4. The present case, in our judgment, looks like an attempt to get an adjudication on the question of the minors' separate title without having recourse to the ordinary remedies and without bringing sufficient evidence to establish it. The necessity for the appointment of guardians for the minors is not apparent and has not been seriously attempted to be proved. As already stated there is only a general allegation in the petition that the agnates are misappropriating; the minors' properties and no evidence was led to show how and what properties they were misappropriating. It was sought to be proved that one of the minors was married at the expense of appellant 1, but there is evidence also that the marriage took place with joint funds and it is not possible for us to say that the appellants' case on the point is true. It has also been suggested before us that the other minor has yet to be married and the joint family is not going to bear the expenses but of this there is no evidence.

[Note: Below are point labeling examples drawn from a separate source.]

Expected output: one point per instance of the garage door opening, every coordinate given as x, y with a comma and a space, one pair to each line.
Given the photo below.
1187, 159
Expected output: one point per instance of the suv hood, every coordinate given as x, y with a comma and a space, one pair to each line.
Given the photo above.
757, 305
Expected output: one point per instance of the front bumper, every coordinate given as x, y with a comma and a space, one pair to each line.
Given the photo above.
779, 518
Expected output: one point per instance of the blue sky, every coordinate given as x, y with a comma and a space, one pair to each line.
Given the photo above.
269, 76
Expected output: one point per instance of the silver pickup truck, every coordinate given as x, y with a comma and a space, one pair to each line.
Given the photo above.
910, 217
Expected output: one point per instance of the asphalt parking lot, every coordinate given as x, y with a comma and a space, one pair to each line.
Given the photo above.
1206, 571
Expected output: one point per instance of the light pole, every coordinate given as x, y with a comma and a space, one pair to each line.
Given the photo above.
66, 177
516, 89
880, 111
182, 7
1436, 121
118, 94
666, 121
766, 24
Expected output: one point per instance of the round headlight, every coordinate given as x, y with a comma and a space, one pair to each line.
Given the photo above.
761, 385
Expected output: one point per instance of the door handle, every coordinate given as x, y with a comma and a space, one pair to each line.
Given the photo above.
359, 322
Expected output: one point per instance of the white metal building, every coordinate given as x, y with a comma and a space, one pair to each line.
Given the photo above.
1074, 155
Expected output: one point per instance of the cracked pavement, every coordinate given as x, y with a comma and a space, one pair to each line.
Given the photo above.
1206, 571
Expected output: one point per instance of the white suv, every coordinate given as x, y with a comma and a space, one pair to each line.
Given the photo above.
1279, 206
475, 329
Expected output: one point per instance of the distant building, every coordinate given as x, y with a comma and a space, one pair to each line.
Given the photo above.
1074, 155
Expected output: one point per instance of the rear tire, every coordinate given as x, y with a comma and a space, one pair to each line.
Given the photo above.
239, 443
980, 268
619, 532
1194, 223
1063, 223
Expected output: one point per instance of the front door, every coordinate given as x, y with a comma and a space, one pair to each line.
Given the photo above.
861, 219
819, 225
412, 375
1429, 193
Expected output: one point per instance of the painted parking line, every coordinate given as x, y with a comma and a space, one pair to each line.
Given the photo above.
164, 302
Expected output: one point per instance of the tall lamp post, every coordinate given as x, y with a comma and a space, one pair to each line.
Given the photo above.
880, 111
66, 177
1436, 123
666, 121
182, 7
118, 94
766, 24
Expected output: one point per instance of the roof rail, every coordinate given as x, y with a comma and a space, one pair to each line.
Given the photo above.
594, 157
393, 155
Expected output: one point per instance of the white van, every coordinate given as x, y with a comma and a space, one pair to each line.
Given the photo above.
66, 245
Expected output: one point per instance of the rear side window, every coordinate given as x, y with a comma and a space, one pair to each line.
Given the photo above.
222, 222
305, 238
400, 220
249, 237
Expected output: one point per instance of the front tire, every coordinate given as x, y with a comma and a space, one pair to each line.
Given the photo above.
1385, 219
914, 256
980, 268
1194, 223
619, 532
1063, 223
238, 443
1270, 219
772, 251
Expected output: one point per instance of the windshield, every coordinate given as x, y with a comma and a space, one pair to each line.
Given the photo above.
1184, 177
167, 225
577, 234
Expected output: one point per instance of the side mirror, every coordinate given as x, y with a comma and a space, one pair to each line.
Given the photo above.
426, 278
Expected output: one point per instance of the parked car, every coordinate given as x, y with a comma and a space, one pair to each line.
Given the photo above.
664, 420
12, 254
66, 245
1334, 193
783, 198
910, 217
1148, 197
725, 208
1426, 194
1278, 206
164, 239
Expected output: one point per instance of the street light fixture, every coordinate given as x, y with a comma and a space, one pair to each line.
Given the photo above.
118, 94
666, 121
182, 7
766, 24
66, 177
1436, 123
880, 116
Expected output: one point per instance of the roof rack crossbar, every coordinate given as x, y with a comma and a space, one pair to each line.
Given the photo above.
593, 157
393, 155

5. Mr. Ghose when faced with all these difficulties ultimately took up a very bold line of argument. He contended that if it is alleged that a minor member of a Mitakshara family has separate properties, that allegation is sufficient for the application for guardianship to succeed. In support of this position he has cited the decision in the case of Garuppa Shivgenappa v. Tayawa Shiddappa [1916] 40 Bom. 513. We entirely agree with this decision in so far as it lays down that a lengthy inquiry for determining the real character of a property which is alleged on behalf of the applicant for guardianship as separate property of a Mitakshara minor and is claimed by his opponents as joint family property, is not what is intended by the Guardians and Wards Act. But if the decision means to lay down as a proposition of universal application what it says, namely, that

for the purposes of the Act it is enough that the petition is made on the footing and with the claim that the minor is separately entitled to separate property,

we would respectfully dissent from it. Under Section 7 of the Act the welfare of the minor is the thing to be regarded, and it. cannot be to the welfare of a minor to appoint a guardian of his property until the Court is satisfied that there is some separate property to which the minor is entitled, for, to hold otherwise] would be to encourage frivolous litigation resulting in a state of things highly detrimental to the minor's interests. Unless the applicant can show, in the ease of a Mitakshara minor that the latter has some separate property the cause for making the application such as is required by Section 10 Sub-section (1), Clause (k) of the Act would not appear and there would hardly be any bona fides attaching to the application. For these reasons we are of opinion that the appellants' application was rightly dismissed. The appeal is accordingly dismissed. There will be no order as to costs.